I have a theory. My theory is that under Maryland law, insurance companies have an obligation to their insureds to tender the policy limits in a case as soon as a reasonable, prudent insurance company would realize that they must do so to protect the interests of their client.
My logic is so compelling that I’m ready to bump it up from theory to hypothesis. I’m this close.
There is one flaw in my theory: I can’t get anyone else who is not a biased plaintiffs’ lawyer to agree with me. [2020 Update: read this.] The latest blow is painful because it comes from an opinion from U.S. District Court Judge Paul W. Grimm, who I still think is one of the best judges in the country despite this infraction.
Facts of the Case
Here are the facts of Cook v. Nationwide. The at-fault driver is drunk and driving on a suspended license and causes a collision with the Plaintiff.
Like most drunks driving on a suspended license, the bad guy has a small insurance policy: $50,000 per person with Nationwide.
The Settlement Talks and the Verdict that Pops the Policy
Now follow this part because it is both crazy and fascinating. At trial, the plaintiff demands the policy plus $21,000 in litigation costs for $71,000. Can you imagine $21,000 in costs in a $50,000 case? Keep this in mind. We will come back to it in a second.
Nationwide’s “agent” says, at least according to the Plaintiff’s attorney, he will recommend the deal. But the insurer counters at a policy offer with $4,000 in trial expenses. I assumed when I read it, it meant the adjuster. But it is Jeff DeCaro from DeCaro, Doran, Siciliano, Gallagher & DeBlasis, LLP, an insurance defense firm that works for Nationwide. How did he get involved? This might just be the goofiest case ever.
Incredibly, this quarrel never gets resolved. Plaintiff refuses the settle and they get an $892,050 verdict.

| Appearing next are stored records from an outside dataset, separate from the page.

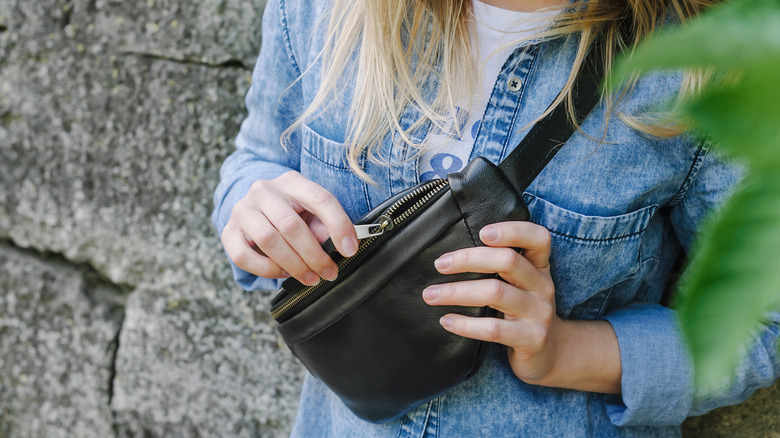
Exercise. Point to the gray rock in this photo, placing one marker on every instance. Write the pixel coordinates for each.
(58, 330)
(114, 119)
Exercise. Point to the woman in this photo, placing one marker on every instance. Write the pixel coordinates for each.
(388, 93)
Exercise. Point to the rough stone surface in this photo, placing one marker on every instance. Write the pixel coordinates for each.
(114, 119)
(58, 329)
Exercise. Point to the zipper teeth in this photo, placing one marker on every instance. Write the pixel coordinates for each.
(434, 187)
(300, 296)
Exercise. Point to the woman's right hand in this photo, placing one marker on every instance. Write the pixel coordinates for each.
(276, 230)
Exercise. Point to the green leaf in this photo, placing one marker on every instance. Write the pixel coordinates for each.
(743, 117)
(734, 280)
(732, 36)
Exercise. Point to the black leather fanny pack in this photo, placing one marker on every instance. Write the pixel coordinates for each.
(369, 336)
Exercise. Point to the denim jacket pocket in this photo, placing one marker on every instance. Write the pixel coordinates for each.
(324, 161)
(589, 254)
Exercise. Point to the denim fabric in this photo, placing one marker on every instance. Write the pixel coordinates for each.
(621, 213)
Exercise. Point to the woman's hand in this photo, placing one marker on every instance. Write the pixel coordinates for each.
(543, 349)
(276, 230)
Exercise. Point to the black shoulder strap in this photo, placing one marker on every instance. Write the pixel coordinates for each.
(548, 135)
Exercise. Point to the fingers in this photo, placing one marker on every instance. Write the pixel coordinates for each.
(278, 227)
(284, 236)
(246, 257)
(533, 238)
(262, 232)
(326, 207)
(506, 262)
(516, 334)
(507, 299)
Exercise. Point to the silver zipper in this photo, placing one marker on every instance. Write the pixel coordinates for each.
(371, 232)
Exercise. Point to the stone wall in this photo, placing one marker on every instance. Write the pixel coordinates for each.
(118, 316)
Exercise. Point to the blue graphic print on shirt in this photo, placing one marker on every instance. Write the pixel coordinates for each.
(439, 170)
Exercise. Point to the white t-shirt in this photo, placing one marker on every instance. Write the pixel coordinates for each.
(495, 28)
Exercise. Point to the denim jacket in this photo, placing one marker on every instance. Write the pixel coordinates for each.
(621, 212)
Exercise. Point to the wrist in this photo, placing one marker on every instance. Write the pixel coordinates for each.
(584, 356)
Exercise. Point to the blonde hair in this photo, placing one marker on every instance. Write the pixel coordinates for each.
(402, 44)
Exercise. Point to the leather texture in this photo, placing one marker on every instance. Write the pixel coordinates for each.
(369, 336)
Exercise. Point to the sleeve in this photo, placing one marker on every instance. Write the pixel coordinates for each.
(657, 381)
(273, 101)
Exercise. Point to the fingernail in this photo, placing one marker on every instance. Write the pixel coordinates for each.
(489, 234)
(311, 278)
(431, 293)
(329, 274)
(443, 262)
(349, 246)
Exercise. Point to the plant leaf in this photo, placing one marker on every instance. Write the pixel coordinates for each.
(734, 280)
(744, 117)
(733, 36)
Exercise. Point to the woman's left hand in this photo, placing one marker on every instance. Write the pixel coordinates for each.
(526, 297)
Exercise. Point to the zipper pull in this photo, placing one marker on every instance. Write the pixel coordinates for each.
(373, 230)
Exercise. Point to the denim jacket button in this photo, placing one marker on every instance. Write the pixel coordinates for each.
(514, 84)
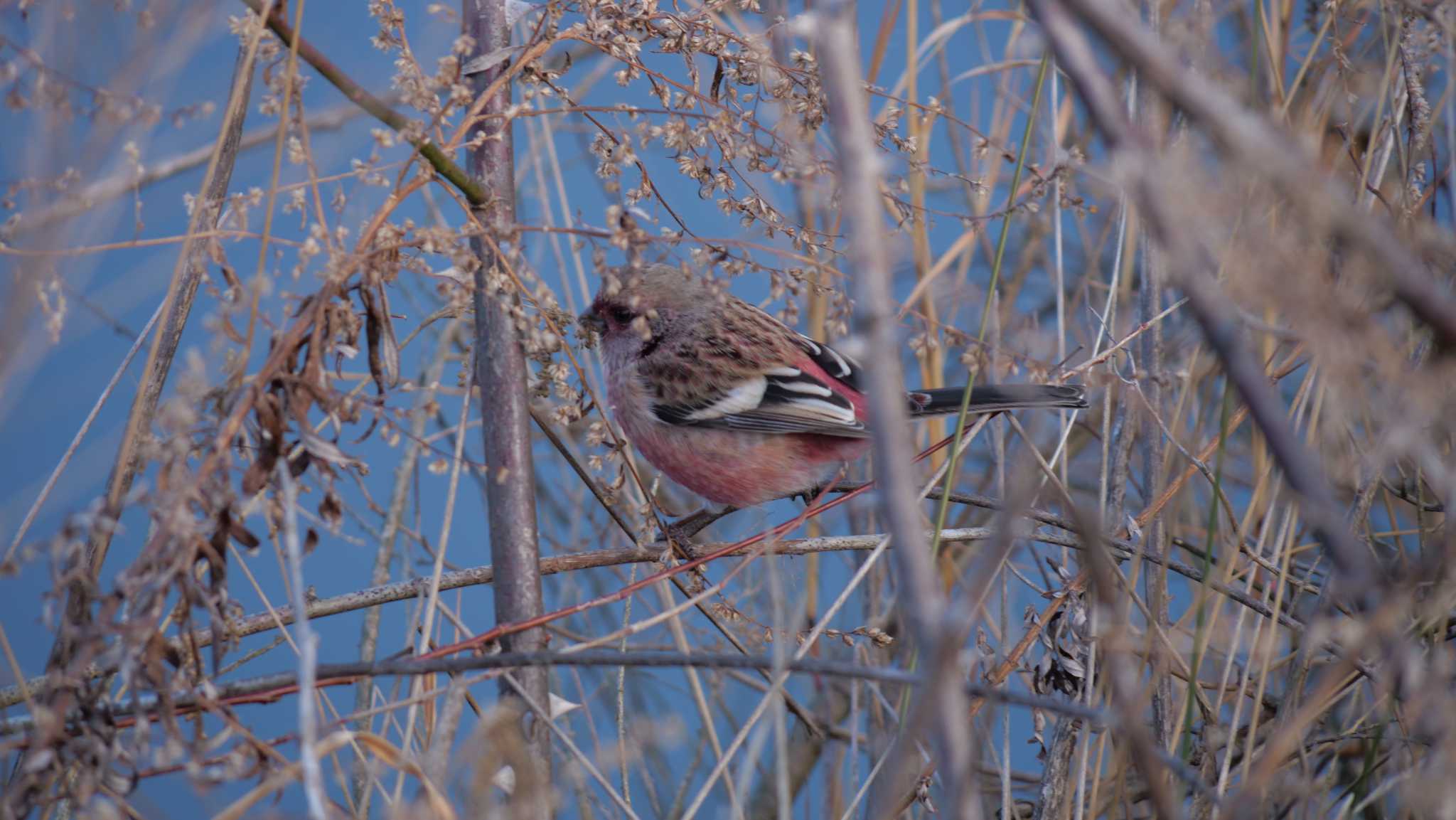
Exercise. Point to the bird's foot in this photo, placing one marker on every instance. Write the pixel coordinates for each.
(693, 523)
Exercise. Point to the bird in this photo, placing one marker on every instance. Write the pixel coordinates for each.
(737, 407)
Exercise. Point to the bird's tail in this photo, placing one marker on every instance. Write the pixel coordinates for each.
(993, 398)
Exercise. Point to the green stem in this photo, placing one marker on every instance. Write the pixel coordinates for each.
(1207, 564)
(986, 308)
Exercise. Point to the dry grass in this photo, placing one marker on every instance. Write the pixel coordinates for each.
(1219, 592)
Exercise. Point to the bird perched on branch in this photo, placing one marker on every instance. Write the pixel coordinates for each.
(737, 407)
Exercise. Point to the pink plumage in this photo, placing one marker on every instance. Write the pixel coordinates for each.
(733, 404)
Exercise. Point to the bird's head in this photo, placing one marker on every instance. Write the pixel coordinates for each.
(635, 307)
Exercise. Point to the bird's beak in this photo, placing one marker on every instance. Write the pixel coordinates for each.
(589, 321)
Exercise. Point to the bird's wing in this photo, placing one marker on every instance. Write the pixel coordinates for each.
(782, 401)
(750, 372)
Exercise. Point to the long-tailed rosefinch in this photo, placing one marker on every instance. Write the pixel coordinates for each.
(734, 405)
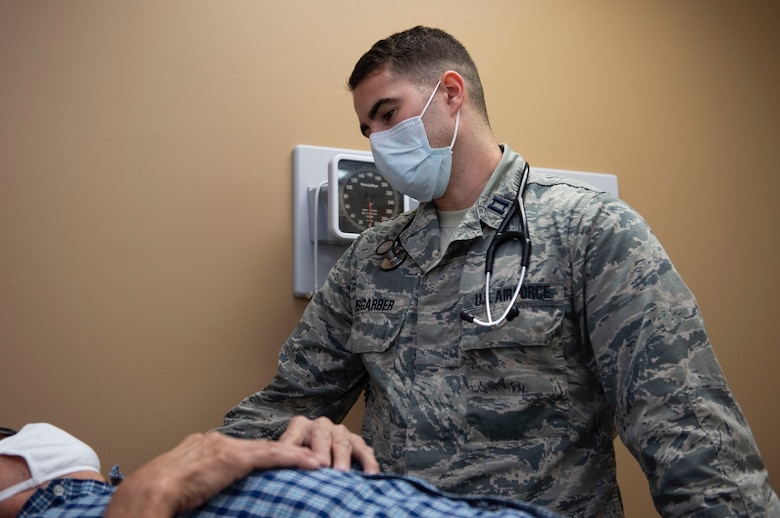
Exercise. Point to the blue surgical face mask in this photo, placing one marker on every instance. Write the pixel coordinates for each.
(405, 158)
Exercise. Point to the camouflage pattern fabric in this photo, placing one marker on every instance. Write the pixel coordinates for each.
(609, 340)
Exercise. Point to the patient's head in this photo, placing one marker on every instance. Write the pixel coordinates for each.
(37, 454)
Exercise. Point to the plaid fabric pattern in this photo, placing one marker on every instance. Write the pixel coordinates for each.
(294, 493)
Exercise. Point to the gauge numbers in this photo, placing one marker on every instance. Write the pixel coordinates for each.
(365, 197)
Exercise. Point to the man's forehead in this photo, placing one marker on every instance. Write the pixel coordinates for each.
(376, 87)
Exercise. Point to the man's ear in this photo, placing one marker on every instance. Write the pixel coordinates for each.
(456, 89)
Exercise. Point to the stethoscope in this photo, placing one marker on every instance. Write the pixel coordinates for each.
(393, 254)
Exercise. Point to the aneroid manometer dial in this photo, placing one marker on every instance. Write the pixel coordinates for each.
(359, 196)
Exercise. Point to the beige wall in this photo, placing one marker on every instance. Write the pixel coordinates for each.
(145, 186)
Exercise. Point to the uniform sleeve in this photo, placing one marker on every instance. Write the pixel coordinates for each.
(316, 375)
(673, 408)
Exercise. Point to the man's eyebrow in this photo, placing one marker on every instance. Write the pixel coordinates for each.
(374, 110)
(377, 105)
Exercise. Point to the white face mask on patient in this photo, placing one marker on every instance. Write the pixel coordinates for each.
(49, 452)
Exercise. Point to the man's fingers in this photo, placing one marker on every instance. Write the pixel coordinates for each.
(334, 445)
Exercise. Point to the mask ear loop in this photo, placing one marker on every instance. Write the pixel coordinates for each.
(433, 94)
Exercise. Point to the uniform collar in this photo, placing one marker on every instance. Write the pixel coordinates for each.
(421, 238)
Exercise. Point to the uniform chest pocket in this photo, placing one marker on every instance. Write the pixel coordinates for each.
(374, 336)
(516, 376)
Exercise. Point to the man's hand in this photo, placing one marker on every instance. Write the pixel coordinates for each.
(197, 469)
(334, 445)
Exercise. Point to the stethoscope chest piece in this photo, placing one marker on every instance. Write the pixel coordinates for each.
(393, 254)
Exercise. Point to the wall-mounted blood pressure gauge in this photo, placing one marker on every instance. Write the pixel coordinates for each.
(358, 196)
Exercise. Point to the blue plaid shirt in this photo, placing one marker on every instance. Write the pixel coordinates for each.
(295, 493)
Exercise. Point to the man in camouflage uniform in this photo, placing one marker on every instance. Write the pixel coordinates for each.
(608, 339)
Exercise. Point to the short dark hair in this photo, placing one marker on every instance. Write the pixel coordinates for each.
(421, 54)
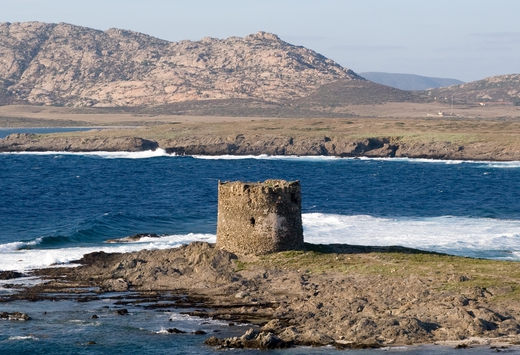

Plaintiff sues Nationwide for bad faith, presumably using the original defendant as a use plaintiff. Nationwide removes to federal court, although Nationwide’s in-house attorneys were named as defendants. Long story short: it stays in federal court despite the in-state defendants (and it is the right call).
Failure to Tender Policy Limits
The real crux of the plaintiff”s argument has nothing to do with this lousy $11,000 difference in “cost” in the settlement offer. They got a great verdict and they want to collect it.
Judge Grimm stops that in his tracks clearly. “Neither party has pointed this Court to any case in which an insurance company was held liable for bad faith after offering to settle at, much less above, its policy limits.”
That does not mean it does not exist. I’m convinced that it does. Readers of this blog do not pay me enough to research it without a case in front of me. But there has to be a judge that agrees with this hornbook rule of law:
In order to make a bad faith claim, a plaintiff must allege that the insurance company refused to settle a case for the policy limits in a time frame that a reasonable ordinary prudent insurance company would. If the insurance company jerks around the plaintiff when it knows or has reason to know that the claim should settle for the policy limits, said Evil Empire is obligated to make payment in the entire amount of the verdict should the insurance company later tender the limits. The rationale for this rule is that if the rule were otherwise and the insurance company could just keep playing reindeer games up to the point of trial, it gives these evil villains a chance to use its power and resources to frustrate plaintiff and put their own insured at risk.
This is a direct quote from a new book: If Ron Was King (publication pending).
But isn’t the logic sound? If the insurance company is doing everything that it can to protect its insured, doesn’t it offer the policy when it makes sense to do so? If the insurance company later refuses to tender the policy – maybe because it has run up $21,000 in costs making a judgment meaningless to the Plaintiff – shouldn’t the insurance company pay the price for exposing its insured to an excess verdict? I’m right about this. I just need to find a judge to agree with me.
Instead of doing the humane thing and just granting Nationwide’s motion to dismiss, Judge Grimm drags it out a little more. He buys into Plaintiff’s argument – defined as thinking it maybe, maybe, sort of possible -Plaintiff’s claim that the additional $21,000 constituted legitimate trial costs.
Why This Law is Wrong and Should Be Changed
It is possible, though, to spend $21,000 on a $50,000 case and it underscores my point. If Plaintiff has to incur so much cost to get the case ready for trial, doesn’t it give the insurance company a ridiculous amount of leverage to offer less than what the case is worth because it knows it can always stick the offer on the table at the last minute?
Play this out a little. They can make us spend thousands of dollars just for sport while we prepare like crazy for trial, maybe just out of spite or as a part of the “long con” in the holy war against plaintiffs if they can just put up the policy at the last minute.